Specialty lines, chiefly property direct and facultative, aviation and marine and accounting for some 62% of the group’s premium, has yet to show signs of easing up. “The attractive pricing we saw in 2023 has carried over into the start of 24 and we are positioned to take advantage of opportunities in the market,” Burrows said. 

“Based on Q1 transactions to date, we expect growth in 2024 to be broadly in line with what we saw last year,” he said.  “We continue to see attractive opportunities in these lines.” 

Property D&F may take the bulk of the Fidelis focus. Burrows claims that positive rate momentum continues into 2024 and premium gains are accompanied by continued improvements in terms, conditions and coverage. 

Fidelis should be able to capture stronger terms than rivals in the segment given the market’s vertical nature where Fidelis can act as price-maker, not price-taker, as Burrows calls it. “We see the better terms,” Burrows said. 

In Fidelis’ bespoke segment, returns look strong but deal flow remains somewhat unpredictable.
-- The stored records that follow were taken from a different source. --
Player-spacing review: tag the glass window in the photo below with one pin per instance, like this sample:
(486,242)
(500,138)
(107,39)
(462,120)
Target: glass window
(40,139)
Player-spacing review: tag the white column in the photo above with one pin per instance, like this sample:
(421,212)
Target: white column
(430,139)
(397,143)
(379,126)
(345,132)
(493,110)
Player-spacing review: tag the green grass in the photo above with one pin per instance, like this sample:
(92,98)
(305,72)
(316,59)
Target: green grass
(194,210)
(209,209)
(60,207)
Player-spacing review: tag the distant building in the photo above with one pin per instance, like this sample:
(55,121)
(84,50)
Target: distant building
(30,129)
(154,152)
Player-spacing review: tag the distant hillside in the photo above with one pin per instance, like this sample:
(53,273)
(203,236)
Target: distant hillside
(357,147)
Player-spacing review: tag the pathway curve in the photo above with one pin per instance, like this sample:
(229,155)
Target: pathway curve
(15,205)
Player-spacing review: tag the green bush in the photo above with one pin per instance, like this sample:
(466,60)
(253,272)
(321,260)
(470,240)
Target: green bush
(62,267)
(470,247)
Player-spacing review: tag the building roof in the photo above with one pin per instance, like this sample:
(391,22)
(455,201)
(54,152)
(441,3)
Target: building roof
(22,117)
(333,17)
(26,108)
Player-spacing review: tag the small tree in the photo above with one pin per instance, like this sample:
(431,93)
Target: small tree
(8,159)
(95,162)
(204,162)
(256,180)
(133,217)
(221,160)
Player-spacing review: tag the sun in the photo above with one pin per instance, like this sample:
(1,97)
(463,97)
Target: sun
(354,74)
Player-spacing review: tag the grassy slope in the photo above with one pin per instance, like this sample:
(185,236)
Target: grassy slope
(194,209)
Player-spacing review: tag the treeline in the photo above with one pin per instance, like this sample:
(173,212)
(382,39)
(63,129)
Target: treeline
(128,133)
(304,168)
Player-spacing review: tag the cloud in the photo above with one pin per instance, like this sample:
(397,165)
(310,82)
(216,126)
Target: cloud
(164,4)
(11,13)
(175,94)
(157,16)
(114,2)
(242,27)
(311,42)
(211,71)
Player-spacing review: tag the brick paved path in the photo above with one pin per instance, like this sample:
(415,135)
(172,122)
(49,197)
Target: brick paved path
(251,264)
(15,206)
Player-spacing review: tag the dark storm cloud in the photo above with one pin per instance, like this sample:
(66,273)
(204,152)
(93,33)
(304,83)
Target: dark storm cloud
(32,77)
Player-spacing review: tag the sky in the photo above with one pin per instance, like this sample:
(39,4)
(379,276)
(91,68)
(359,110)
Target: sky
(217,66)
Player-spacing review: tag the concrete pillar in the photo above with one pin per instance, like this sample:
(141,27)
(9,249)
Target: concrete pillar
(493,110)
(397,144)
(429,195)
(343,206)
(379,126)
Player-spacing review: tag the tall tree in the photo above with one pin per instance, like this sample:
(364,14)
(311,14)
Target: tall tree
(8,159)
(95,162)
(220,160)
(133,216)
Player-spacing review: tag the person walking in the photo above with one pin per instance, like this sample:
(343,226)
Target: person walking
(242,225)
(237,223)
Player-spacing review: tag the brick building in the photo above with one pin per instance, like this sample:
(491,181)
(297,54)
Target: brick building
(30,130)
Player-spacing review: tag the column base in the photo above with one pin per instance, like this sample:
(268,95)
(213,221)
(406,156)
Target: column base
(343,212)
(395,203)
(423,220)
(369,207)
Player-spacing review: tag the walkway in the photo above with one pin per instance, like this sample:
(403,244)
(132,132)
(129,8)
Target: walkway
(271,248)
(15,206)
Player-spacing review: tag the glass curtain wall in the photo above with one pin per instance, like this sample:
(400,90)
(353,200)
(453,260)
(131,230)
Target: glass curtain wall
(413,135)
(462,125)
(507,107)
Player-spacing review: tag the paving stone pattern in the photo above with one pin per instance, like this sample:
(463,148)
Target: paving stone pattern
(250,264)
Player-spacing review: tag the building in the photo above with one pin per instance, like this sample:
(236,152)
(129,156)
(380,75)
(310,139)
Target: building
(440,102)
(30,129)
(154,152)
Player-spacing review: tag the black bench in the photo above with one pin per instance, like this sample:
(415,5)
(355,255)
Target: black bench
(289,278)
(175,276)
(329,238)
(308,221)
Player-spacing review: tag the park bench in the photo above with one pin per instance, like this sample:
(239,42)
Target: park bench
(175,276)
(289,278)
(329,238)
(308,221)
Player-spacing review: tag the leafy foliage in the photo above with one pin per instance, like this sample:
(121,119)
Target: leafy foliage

Burrow’s encouragement for equity investors at the Q4 call:  the first two months of the year show the deal pipeline tracking even with the prior year on a “good mix” of deals in structured credit and political risk.  

The reinsurance segment is enjoying “increased demand” with cedants stepping up for more limit in both the US and Europe. Fidelis claimed a “strong” set of 1.1 renewals for a $276 million book, up from $230 million the year prior.